Physicists finally explain how sand in an hourglass suddenly stops flowing

Decades-old mathematics may finally explain some of the “weird” features of matter: granular materials that sometimes behave like solids and other times flow like liquids.

As strange as it sounds, just compare the sand in an hourglass to the sand on the beach. Pour slowly into tight spots and the sand, rice or coffee will flow freely. Funnel the same material quickly enough or press hard on it, and its particles will often clog, suddenly going from a flowing state to a solid state.

To avoid sudden blockages in situations where gentle flow is required, we need to understand how and when this sudden transition occurs. Two US physicists now think they have found a way to describe the behavior of granular materials close to the “disturbance point”.

“Flowing granular materials tend to ‘clog’ and stop flowing at low densities, which is a practical problem that limits flow rates in industrial uses of granular materials,” said Onuttom Narayan of the University of California and Harsh Mathur of Case Western University, Ohio Reserve University. This is explained in his published paper.

The issue becomes increasingly complex when you consider that it involves a variety of materials in industries as diverse as agriculture, pharmaceuticals and construction. We’re talking about compacting granules into granules to make pills, processing grains, and in civil engineering predicting the behavior of different sediments that our buildings may be anchored to.

In their simulations, Narayan and Mathur used numerical data collected by other researchers studying frictionless polystyrene beads in the laboratory.The pair compared their simulations of beads near interference points with predictions from a branch of mathematics Developed in the 1950s is called random matrix theory.

Specifically, Narayan and Mathur are studying vibrations inside bead packets. Although each batch is different, the beads vibrate at a specific frequency, creating a “spectrum” of vibrational frequencies.

In other words, a granular material allows only certain vibrational frequencies to propagate through it, which physicists call the system’s density of states.

Other researchers have tried to study how the distribution of these vibrational states evolves in granular materials close to the drying point, where the particles collide with each other before becoming stuck.

This question applies to stochastic matrix theory, which can be used to describe physical systems with many random variables.
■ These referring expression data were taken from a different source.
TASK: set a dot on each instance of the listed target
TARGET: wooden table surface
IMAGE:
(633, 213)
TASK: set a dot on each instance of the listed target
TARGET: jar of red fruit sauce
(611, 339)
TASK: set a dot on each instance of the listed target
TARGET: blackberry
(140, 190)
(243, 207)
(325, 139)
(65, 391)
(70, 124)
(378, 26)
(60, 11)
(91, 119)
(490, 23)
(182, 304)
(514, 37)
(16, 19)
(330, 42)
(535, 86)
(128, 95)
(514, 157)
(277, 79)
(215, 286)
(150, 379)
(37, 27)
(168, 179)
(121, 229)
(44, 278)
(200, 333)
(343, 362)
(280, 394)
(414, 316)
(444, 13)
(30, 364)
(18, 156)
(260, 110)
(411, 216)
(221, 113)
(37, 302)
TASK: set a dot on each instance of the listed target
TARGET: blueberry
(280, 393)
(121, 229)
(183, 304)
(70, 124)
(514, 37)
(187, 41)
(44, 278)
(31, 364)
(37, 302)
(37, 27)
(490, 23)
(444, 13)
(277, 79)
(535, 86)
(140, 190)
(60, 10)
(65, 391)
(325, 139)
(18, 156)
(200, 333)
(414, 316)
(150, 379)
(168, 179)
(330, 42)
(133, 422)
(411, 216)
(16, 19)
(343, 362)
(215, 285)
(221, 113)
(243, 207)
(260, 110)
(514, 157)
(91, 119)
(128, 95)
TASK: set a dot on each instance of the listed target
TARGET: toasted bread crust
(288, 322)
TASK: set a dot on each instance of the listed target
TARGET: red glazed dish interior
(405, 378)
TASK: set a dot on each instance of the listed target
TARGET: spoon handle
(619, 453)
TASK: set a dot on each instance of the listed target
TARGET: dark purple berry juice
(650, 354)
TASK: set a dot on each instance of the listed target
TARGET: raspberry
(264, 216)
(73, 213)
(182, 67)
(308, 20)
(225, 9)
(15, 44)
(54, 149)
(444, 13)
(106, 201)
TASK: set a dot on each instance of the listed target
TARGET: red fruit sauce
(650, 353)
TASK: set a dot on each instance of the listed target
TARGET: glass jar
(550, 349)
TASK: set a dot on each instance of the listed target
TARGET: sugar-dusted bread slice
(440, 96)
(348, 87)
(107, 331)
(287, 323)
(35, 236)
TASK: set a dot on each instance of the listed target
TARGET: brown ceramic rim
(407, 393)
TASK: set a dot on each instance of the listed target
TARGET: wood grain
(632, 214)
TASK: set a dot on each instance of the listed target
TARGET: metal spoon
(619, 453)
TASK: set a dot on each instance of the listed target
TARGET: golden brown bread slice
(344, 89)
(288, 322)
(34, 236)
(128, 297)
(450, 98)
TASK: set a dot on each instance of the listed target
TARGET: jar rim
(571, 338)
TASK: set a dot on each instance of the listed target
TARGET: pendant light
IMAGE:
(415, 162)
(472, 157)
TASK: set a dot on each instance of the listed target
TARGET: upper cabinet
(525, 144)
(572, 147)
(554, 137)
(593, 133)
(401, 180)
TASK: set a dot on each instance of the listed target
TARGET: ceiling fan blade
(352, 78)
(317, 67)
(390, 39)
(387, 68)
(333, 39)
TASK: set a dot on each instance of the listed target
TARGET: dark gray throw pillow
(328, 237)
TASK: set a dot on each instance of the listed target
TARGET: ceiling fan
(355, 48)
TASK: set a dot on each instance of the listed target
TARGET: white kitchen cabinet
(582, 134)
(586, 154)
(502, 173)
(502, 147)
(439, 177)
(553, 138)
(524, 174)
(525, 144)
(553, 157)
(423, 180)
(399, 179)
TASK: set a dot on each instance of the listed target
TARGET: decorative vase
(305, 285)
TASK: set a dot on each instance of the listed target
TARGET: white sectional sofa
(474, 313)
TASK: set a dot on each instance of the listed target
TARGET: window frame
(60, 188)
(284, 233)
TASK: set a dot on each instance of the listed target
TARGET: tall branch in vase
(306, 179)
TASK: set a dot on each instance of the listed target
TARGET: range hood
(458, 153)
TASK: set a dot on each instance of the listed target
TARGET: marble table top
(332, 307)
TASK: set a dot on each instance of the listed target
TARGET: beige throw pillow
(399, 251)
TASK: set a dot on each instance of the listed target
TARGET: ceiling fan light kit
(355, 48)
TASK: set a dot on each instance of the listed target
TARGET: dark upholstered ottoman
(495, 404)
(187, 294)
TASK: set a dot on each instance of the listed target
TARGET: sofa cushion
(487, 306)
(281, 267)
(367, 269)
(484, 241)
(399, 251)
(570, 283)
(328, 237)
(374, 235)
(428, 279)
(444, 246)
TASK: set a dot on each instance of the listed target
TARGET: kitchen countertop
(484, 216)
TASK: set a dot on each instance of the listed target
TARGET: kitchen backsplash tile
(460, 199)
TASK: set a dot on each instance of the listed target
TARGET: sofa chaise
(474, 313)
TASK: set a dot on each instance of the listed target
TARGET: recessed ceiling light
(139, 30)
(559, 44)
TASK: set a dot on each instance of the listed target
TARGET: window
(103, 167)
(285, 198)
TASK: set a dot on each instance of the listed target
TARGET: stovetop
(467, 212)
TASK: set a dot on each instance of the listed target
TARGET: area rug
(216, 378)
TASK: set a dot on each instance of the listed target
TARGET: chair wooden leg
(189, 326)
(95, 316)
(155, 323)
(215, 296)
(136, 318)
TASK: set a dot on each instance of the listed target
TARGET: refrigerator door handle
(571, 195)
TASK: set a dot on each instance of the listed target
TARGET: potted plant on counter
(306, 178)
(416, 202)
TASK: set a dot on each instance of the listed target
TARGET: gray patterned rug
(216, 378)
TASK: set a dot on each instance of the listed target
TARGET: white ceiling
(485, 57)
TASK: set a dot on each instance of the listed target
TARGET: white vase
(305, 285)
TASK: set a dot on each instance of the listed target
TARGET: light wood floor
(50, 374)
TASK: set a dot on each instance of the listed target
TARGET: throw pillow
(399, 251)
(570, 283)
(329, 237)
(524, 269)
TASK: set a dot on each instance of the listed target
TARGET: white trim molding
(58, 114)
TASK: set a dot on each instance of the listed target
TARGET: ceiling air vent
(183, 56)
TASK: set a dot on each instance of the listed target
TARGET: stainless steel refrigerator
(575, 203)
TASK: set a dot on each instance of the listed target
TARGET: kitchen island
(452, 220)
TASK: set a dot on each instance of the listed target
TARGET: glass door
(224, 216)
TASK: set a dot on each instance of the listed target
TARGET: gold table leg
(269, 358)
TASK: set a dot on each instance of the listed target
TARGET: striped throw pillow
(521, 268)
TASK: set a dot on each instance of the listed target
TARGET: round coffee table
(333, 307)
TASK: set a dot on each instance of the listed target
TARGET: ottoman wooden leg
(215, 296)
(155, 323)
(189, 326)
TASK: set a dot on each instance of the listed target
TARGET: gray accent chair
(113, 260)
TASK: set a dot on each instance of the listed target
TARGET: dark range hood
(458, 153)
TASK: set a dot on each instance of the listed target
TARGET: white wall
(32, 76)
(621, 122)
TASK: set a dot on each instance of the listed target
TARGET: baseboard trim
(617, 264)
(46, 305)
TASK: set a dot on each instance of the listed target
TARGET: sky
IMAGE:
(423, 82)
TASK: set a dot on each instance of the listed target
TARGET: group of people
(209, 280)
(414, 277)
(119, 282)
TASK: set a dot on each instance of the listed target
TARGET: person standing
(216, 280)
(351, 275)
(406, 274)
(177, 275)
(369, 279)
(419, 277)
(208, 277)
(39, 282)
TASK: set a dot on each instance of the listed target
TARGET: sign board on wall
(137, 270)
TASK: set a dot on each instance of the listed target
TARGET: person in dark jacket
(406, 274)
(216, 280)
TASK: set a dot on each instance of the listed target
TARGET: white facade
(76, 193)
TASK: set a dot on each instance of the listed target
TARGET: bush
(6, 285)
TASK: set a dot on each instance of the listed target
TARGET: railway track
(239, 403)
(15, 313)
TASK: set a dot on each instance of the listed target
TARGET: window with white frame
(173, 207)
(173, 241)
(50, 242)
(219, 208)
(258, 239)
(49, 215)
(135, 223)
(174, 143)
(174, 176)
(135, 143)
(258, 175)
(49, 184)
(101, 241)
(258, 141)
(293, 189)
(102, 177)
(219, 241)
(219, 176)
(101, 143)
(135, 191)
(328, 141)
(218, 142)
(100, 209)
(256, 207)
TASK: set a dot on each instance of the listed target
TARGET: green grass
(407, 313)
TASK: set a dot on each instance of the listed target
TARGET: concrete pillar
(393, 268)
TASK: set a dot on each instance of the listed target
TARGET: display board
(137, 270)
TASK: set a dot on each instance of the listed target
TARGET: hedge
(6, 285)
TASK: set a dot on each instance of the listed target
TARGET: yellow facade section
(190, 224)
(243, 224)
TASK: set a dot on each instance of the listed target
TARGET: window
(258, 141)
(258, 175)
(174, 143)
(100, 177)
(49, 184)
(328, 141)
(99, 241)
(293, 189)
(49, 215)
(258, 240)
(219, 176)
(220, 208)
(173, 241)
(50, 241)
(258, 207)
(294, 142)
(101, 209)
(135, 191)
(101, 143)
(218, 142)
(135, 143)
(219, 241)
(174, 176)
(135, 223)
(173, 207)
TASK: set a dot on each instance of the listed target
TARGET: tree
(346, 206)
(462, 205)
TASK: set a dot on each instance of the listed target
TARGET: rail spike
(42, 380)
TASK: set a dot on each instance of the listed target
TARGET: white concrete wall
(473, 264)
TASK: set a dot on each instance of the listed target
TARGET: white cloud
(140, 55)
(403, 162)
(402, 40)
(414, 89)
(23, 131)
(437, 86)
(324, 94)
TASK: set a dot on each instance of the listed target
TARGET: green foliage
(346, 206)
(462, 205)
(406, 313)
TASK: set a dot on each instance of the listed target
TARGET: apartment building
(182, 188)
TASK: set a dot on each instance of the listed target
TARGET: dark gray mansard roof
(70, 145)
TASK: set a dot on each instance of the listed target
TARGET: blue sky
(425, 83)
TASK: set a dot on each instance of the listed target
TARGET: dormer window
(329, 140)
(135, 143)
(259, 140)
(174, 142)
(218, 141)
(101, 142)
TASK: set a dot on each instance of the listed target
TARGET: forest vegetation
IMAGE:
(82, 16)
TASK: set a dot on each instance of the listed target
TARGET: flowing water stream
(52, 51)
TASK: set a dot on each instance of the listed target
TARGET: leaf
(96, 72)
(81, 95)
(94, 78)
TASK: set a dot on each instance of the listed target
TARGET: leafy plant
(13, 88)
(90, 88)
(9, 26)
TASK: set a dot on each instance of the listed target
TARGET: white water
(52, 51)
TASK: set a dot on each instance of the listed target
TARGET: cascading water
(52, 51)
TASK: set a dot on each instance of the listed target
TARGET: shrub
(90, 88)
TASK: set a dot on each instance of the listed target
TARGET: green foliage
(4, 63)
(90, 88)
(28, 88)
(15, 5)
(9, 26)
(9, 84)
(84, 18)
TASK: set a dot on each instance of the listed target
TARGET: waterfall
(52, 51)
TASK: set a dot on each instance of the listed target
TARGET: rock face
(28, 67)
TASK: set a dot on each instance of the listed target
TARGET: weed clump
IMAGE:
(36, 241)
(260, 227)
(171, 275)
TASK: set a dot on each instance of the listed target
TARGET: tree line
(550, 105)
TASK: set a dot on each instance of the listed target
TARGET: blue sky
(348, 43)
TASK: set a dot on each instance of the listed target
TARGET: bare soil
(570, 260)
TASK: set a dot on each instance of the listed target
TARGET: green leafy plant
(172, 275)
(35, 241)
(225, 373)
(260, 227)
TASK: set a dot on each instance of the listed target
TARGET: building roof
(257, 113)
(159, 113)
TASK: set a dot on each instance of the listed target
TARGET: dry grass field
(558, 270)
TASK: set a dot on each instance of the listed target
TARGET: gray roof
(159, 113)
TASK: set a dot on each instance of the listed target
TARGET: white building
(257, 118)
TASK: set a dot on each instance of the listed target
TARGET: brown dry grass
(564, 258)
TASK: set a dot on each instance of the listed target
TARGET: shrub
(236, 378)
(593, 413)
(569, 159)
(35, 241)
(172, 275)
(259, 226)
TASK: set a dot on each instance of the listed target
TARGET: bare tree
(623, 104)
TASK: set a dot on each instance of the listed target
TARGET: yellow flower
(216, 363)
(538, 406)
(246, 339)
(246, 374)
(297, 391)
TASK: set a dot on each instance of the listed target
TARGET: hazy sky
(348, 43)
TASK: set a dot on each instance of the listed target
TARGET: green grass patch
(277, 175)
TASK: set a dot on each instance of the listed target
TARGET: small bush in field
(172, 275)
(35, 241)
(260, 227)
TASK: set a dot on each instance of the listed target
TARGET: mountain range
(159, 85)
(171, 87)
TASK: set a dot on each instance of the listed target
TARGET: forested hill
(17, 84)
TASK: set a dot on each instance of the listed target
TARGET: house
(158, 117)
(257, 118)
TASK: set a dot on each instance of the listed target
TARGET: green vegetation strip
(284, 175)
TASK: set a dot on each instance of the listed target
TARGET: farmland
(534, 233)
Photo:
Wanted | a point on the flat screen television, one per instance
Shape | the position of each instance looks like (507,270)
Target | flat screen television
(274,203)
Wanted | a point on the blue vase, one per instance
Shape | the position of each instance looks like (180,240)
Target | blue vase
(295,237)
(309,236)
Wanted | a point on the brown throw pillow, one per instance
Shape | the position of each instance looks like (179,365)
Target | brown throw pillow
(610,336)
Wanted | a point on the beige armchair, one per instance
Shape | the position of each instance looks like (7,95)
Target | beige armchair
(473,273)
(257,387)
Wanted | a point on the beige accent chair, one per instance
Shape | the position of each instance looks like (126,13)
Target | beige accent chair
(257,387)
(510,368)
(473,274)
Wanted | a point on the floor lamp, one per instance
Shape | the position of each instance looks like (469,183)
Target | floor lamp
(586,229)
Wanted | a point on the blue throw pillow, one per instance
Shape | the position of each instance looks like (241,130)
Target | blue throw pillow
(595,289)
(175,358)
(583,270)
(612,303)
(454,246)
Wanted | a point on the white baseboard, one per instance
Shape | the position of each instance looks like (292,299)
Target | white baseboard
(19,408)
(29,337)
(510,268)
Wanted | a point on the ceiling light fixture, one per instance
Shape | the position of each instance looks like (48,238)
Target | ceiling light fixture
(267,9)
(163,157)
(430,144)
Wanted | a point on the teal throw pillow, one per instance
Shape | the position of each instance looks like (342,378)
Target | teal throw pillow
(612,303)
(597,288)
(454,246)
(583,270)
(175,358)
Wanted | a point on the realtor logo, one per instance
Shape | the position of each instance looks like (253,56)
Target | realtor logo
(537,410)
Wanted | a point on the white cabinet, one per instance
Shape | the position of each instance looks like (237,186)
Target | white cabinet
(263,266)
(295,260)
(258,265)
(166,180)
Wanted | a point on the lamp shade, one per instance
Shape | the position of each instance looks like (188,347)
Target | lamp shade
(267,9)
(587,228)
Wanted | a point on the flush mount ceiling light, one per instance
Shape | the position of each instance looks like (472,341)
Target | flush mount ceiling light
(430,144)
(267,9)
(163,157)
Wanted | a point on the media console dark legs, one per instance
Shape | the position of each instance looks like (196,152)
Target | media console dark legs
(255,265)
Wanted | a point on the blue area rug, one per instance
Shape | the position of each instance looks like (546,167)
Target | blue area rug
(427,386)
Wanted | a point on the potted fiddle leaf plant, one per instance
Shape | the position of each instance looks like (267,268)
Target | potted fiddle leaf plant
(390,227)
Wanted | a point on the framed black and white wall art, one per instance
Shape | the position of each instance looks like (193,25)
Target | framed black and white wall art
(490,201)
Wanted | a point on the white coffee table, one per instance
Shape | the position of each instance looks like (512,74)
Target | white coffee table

But without comparing the calculations to numerical data from the beads themselves, earlier studies were unable to distinguish between different “flavors” of random matrix theory that might explain the vibrations of granular materials.

Where these researchers failed, Narayan and Mathur succeeded: Their comparison of numerical simulations and theoretical predictions revealed that a specific statistical probability distribution, called the Wishatra-Gal ensemble, “correctly “It perfectly reproduces the universal statistical properties of clogging particulate matter.”

The key observation, they say, was the realization that when beads collide with each other, they compress and recoil like springs, so that the slightest contact between two beads can produce considerable force.

What’s more, the pair also developed a model that describes the properties of beads near and far from the interference point when the granular material is not moving.

“The ability of the same model to reproduce both static and vibrational properties of granular matter suggests that it may be more broadly applicable to providing a unified understanding of granular matter physics,” Narayan and Mathur concluded.

The study was published in European Physical Journal E.